Awesomely crisp patties full of sweetly sweated leeks are wrapped in warm pita and topped with a quick pickled cabbage, spicy and sour with preserved lemon and harissa. The sandwich is finished with creamy labne, tart sumac, and bright leaves of fresh mint and slices of cucumber. This sandwich has it all going on—salty, sour, spicy, and totally satisfying.
What Worked: We're loving the contrast of crisp oniony leek patties with the sharp, pickled cabbage. Topped off with a dollop of creamy labne and a few mint leaves, this sandwich is a winner.
What Didn't: All's clear.
Suggested Tweaks: If you're looking for a bit more heat, feel free to garnish the sandwiches with a swipe of harissa.

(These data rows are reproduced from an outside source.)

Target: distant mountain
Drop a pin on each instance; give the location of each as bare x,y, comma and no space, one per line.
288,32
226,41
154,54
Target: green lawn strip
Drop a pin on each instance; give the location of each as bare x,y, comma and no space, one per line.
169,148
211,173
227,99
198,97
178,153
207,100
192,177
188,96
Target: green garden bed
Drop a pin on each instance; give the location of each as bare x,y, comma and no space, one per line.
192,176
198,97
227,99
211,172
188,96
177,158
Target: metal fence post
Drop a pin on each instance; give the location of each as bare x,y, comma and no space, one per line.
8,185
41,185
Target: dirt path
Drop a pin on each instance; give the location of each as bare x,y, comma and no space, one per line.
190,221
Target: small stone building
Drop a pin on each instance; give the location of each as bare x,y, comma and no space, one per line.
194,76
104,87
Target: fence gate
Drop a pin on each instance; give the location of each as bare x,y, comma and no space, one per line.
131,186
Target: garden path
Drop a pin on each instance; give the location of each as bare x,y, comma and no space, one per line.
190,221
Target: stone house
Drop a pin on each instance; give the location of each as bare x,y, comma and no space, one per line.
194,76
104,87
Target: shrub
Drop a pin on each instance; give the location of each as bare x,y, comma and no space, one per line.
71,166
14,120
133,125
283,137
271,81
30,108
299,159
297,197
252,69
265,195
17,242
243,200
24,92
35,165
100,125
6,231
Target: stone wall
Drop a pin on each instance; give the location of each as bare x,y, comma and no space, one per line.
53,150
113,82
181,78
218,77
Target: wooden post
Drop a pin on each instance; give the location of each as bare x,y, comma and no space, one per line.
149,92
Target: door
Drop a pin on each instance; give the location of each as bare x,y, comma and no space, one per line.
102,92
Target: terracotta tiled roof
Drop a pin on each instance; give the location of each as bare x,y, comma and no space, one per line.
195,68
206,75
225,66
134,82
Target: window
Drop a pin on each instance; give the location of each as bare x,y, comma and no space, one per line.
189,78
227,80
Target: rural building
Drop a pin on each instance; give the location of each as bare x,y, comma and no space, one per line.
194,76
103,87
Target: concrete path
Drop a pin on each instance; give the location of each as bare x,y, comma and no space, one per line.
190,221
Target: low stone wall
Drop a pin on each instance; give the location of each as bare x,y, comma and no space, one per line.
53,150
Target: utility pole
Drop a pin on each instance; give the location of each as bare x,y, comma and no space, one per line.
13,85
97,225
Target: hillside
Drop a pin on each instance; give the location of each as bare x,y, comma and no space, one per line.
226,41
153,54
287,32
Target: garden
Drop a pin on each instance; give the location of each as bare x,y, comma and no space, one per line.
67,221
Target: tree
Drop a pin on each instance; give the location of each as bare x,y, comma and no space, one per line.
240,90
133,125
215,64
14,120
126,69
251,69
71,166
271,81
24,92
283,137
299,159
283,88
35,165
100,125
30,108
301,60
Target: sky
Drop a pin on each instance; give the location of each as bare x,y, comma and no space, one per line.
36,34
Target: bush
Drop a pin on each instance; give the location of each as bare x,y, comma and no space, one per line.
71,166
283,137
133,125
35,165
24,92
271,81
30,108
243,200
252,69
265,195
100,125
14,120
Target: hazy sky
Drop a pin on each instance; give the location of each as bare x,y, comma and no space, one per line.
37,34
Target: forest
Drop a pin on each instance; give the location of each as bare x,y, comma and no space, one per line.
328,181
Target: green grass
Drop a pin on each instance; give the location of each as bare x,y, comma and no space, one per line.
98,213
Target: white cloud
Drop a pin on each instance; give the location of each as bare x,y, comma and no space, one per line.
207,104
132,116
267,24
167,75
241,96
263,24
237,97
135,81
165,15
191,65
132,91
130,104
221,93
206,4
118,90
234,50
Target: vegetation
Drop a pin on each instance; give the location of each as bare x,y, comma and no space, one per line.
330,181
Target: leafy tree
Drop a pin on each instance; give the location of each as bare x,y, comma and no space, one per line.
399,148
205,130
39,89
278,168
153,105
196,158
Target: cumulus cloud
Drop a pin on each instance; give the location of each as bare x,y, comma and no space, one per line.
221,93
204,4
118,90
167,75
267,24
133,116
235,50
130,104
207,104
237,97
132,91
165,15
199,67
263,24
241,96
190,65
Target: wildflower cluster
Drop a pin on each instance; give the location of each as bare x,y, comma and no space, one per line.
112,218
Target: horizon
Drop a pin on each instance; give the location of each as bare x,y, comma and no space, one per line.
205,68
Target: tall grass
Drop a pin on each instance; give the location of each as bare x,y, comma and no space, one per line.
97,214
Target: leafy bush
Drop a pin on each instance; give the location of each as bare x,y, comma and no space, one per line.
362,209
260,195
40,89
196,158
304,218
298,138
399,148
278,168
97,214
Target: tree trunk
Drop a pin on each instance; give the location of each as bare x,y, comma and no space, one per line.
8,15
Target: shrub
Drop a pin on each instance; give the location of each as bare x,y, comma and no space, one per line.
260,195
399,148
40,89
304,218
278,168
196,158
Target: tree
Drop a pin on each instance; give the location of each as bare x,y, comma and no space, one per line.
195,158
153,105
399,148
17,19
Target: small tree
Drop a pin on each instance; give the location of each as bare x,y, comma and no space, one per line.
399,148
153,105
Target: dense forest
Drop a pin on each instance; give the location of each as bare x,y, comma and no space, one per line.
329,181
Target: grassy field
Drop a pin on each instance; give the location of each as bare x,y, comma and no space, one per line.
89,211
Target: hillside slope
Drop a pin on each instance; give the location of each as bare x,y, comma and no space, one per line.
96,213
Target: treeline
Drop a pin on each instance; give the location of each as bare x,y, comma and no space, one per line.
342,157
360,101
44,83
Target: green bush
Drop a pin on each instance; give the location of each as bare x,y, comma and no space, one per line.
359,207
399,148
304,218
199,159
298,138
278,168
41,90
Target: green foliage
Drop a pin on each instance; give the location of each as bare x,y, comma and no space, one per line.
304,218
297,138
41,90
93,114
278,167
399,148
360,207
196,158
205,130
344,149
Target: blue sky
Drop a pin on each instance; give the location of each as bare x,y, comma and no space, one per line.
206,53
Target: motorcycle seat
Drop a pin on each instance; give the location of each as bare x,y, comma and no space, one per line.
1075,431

- Yield:makes 4 sandwiches
- Active time: 30 minutes
- Total time:2 hours 30 minutes
- For the Spicy Cabbage:
- 2 cups finely shredded red cabbage
- 1⁄2 teaspoon kosher salt
- 1⁄4 cup white vinegar
- Half a preserved lemon, finely chopped
- 2 teaspoons harissa or Thai-style chile sauce (such as sriracha)
- For the Leek Patties:
- 2 large leeks, white and light green parts only (about 12 ounces)

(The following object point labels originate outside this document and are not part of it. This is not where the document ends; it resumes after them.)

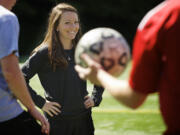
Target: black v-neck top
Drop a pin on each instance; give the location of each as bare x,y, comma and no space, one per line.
63,85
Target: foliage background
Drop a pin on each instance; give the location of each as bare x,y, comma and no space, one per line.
122,15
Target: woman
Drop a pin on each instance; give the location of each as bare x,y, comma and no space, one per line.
66,104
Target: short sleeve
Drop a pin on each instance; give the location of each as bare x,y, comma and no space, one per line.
147,56
9,33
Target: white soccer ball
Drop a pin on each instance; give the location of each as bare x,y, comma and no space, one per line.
107,47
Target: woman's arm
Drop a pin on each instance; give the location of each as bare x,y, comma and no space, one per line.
29,69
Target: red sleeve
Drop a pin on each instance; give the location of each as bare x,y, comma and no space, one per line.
146,67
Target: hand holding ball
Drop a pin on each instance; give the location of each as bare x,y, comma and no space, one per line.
107,47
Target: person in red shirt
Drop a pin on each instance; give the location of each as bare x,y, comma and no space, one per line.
155,66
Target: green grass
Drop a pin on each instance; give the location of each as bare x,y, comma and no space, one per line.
113,118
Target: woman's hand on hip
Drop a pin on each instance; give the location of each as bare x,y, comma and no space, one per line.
51,108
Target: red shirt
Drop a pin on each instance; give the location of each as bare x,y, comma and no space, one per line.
156,60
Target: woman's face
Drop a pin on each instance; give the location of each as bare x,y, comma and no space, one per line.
68,25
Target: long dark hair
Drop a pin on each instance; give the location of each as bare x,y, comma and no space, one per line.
55,48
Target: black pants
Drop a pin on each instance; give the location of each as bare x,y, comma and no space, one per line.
24,124
79,125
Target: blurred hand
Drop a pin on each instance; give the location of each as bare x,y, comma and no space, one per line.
90,73
51,108
38,116
89,102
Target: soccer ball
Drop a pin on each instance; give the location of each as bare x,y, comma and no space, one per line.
107,47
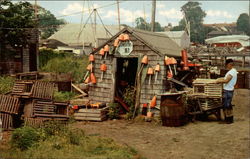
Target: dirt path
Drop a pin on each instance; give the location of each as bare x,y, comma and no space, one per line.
198,140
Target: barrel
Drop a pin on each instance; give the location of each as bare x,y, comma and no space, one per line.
247,79
172,110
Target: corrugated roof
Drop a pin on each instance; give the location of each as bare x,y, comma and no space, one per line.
160,43
69,33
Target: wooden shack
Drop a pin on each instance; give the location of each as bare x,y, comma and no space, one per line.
124,62
21,58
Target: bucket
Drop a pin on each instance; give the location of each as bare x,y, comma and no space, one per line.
173,113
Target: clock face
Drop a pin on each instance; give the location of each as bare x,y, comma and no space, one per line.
125,48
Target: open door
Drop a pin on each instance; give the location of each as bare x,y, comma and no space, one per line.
125,79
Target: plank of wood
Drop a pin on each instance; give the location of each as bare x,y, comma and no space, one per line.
78,89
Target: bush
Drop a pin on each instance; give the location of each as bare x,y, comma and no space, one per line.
6,84
24,137
63,96
76,66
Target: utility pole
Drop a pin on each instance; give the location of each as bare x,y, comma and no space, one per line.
153,16
118,10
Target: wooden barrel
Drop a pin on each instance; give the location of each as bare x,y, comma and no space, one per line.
240,80
172,110
247,80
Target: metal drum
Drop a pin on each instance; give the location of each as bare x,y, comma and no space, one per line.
173,113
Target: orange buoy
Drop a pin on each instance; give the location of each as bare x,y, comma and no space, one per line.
106,48
116,42
89,67
92,78
91,58
101,52
121,37
157,68
144,59
103,67
126,37
150,71
153,102
87,80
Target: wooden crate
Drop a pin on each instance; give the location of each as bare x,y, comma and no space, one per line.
207,88
50,109
9,104
92,114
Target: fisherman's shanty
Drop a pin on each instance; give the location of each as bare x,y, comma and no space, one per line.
124,55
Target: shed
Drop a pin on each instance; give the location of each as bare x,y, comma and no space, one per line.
123,66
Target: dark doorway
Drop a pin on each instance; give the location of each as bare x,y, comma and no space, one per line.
125,81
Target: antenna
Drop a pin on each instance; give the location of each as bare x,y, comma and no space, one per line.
153,16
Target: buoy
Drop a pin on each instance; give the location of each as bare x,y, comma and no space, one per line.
150,73
126,37
116,42
144,60
167,62
87,80
153,102
91,58
157,70
101,52
121,37
92,78
184,59
103,68
173,62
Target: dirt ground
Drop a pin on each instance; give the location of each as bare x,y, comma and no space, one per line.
196,140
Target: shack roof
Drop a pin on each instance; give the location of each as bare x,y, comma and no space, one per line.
160,43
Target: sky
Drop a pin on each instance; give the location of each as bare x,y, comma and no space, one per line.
166,11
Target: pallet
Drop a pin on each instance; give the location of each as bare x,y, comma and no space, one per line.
48,108
9,104
22,88
207,88
43,90
92,114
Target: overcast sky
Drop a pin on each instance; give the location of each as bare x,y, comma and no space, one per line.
166,11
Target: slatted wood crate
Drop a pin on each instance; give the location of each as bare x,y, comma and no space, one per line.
48,108
207,88
91,114
22,88
7,121
9,104
43,90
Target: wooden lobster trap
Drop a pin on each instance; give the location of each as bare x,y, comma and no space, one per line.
207,88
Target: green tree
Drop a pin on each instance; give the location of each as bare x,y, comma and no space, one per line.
243,23
47,22
143,25
15,22
195,16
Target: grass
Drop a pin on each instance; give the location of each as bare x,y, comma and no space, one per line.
64,142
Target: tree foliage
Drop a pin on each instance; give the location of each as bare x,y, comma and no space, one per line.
195,16
243,23
143,25
15,20
47,22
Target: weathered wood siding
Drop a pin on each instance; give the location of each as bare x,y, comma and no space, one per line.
104,91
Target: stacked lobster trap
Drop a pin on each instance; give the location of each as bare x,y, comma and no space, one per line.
207,95
31,101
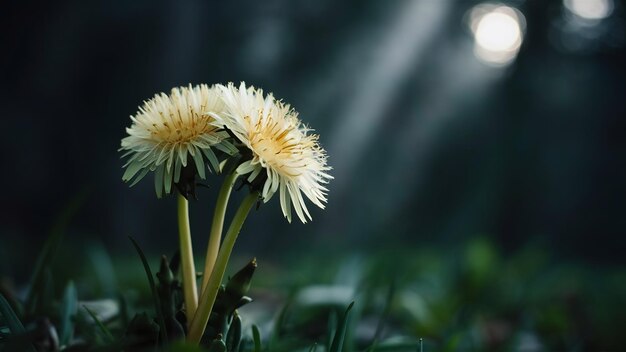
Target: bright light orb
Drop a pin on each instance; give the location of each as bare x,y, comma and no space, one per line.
593,10
498,33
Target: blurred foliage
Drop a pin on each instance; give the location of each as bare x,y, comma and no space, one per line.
474,297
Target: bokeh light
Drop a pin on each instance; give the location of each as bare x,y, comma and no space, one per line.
498,33
590,9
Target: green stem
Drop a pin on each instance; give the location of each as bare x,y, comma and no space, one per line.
217,227
200,319
186,256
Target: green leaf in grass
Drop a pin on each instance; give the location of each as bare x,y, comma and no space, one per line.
69,307
337,345
155,295
256,336
103,329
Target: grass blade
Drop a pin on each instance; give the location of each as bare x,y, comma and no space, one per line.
337,345
105,332
256,336
155,295
69,307
46,257
14,323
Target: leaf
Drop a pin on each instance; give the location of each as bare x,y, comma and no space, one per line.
331,328
256,336
155,295
233,337
105,332
383,316
69,307
14,323
48,252
337,345
280,321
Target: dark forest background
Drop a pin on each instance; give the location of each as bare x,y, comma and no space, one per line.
429,145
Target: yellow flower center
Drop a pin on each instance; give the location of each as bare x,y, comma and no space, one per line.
177,130
275,145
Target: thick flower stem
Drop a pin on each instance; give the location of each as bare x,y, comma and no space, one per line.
200,319
186,256
217,226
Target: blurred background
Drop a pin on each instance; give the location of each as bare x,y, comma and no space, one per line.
472,133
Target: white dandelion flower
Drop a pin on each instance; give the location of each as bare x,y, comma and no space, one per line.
169,130
285,155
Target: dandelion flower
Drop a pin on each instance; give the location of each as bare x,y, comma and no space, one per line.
286,157
168,131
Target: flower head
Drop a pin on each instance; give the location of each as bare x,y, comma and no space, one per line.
286,157
173,135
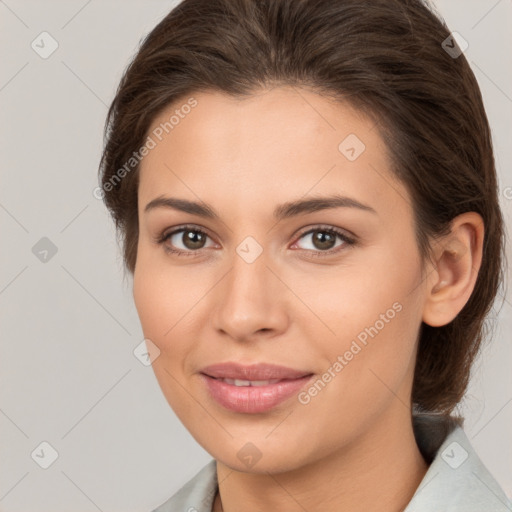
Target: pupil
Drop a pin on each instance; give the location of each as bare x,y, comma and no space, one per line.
193,239
323,240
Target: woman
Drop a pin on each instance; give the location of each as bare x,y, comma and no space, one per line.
307,199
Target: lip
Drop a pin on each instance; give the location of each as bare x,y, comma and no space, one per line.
259,371
252,399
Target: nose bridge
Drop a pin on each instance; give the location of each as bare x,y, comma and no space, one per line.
248,299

- 2 tablespoons extra-virgin olive oil
- 3⁄4 teaspoon kosher salt
- 4 large eggs, beaten
- 1⁄2 cup bread crumbs (preferably homemade)
- 1⁄2 teaspoon ground cumin
- 1⁄4 teaspoon Aleppo pepper or cayenne
- Pinch of ground cinnamon
- Vegetable oil, for shallow frying
- Flaky sea salt (such as Maldon)
- To finish the sandwiches:
- 4 pita breads, lightly toasted or grilled
- 20 thin half-moons of cucumber
- 1⁄2 cup thick Greek yogurt or labneh
- Ground sumac
- A handful fresh mint or cilantro leaves, torn
For the Spicy Cabbage: Thoroughly toss together the cabbage, salt, vinegar, preserved lemon, and harissa. Cover and refrigerate for at least 2 hours, or up to 24 hours. Allow to return to room temperature before serving.

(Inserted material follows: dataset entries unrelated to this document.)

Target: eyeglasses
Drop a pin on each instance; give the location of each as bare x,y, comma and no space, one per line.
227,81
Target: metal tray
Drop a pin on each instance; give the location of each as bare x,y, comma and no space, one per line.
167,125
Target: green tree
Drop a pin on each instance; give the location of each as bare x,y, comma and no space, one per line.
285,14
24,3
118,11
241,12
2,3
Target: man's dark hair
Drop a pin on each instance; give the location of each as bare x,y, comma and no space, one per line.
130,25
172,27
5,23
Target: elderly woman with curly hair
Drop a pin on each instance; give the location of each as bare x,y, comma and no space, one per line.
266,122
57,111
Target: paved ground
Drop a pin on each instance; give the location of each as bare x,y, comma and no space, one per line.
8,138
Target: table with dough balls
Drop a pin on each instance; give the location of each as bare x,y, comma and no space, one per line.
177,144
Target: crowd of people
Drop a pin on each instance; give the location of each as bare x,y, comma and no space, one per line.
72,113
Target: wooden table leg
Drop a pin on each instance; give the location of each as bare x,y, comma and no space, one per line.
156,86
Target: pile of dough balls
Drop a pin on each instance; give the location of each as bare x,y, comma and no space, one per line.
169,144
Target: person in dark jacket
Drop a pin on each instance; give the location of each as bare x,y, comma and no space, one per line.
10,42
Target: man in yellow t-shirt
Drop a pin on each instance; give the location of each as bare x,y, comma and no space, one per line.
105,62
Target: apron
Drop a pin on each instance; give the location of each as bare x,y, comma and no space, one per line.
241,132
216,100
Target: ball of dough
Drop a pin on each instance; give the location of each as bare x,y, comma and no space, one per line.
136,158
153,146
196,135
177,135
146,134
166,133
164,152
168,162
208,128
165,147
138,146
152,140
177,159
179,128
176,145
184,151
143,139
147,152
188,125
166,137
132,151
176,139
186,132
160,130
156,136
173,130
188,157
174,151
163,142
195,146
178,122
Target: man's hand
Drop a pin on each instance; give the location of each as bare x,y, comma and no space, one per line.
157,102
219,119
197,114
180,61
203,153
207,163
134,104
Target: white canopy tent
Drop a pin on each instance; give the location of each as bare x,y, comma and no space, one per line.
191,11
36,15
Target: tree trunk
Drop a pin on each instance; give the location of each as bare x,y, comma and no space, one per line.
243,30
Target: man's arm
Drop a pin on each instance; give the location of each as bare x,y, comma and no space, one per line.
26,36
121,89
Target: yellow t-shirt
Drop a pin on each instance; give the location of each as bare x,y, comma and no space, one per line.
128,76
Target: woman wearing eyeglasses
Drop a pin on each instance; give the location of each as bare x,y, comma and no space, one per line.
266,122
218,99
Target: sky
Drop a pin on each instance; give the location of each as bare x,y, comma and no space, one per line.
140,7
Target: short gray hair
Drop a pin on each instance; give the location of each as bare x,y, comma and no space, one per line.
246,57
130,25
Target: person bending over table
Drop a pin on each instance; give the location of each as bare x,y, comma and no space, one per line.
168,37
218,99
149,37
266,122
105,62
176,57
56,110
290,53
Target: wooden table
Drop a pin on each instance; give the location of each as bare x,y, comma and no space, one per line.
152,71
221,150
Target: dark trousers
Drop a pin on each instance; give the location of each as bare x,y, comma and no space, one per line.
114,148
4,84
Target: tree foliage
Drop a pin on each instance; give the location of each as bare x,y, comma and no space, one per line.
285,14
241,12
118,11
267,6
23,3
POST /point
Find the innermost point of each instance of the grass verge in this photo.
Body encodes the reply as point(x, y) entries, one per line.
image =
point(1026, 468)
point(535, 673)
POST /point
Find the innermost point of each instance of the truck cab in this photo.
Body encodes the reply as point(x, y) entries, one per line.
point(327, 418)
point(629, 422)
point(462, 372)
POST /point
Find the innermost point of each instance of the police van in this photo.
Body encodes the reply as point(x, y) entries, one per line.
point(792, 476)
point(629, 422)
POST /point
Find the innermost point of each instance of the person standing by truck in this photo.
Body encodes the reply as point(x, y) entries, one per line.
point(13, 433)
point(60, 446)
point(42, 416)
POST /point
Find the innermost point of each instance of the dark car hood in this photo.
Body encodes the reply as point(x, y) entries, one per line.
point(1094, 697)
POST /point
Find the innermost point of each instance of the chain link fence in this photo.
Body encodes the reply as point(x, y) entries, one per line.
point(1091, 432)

For the Leek Patties: For the leek patties: Cut the leeks in half lengthwise and then into 1⁄4-inch-wide half-moons. Wash in 3 changes of water and dry thoroughly (a salad spinner works well for this).
Heat the olive oil in a large skillet over medium-high heat. Add the leeks and sauté until tender and starting to shrivel, about 5 minutes. Transfer to a mixing bowl. (You can use the same skillet to fry the leek patties in a moment.)
Thoroughly mix the leeks, salt, eggs, bread crumbs, cumin, Aleppo pepper, and cinnamon.
Heat about 1⁄8 inch vegetable oil in the skillet over medium-high heat. When the oil is shimmering, drop in 1⁄4 cup leek batter with a measuring cup and use the back of the cup to smooth the patty into a circle about 4 inches in diameter. Repeat with remaining batter, making 8 patties total (fry them in two batches if necessary, adding a bit more oil as needed). Fry each patty until golden brown, about 3 minutes per side. Transfer to paper towels and season with flaky sea salt.
To finish the sandwiches: Place 2 leek patties on a pita. Top with a handful of the spicy cabbage, 5 cucumber slices, and 2 tablespoons Greek yogurt. Sprinkle a little sumac on the yogurt and scatter a few mint leaves over the whole sandwich. Repeat with remaining ingredients. Fold the pita over to eat as a sandwich. Serve immediately.